The atmospheric setup

Ahead of Monday’s storm system, ample moisture from the remnants of tropical storms Lorena and Mario, which dissipated last weekend, fueled the atmosphere.

The atmospheric setup Monday was similar to two previous severe weather events over Arizona. In late September 2014, an intense line of thunderstorms moved through the Valley and central Arizona bringing high wind gusts near 70 mph that damaged some of the terminals at Phoenix Sky Harbor International Airport.

In early October 2010, Phoenix saw its largest hailstone ever, at 3 inches in diameter – nearly the size of a baseball. This was a rare event for Phoenix, as hail this big primarily occurs over the Great Plains. This was also the same storm system where multiple tornadoes touched down in the high country, including one that damaged homes in Bellemont.

What you need to know

Big hail and tornadoes are extremely rare in Arizona, but they aren’t out of the question for today. Have an action plan in case severe weather strikes.
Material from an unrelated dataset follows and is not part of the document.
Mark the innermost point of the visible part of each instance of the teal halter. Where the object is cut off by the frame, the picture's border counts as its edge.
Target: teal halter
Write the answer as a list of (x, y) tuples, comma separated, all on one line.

If a thunderstorm is approaching, make sure you have a safe and sturdy structure to shelter in. The National Weather Service also recommends staying away from windows and avoiding corded electrical equipment. If you’re in a vehicle, safely drive to a sturdy structure for shelter.

Keep in contact with loved ones by creating a communication plan. Prepare your home by securing loose objects outside and closing doors and windows.

Have extra batteries and chargers for your cellphone ready, in case the power goes out. More safety tips about how to prepare for severe weather can be found here.

Most importantly, do not drive into flooded roadways. It only takes 12 inches of water to float compact vehicles.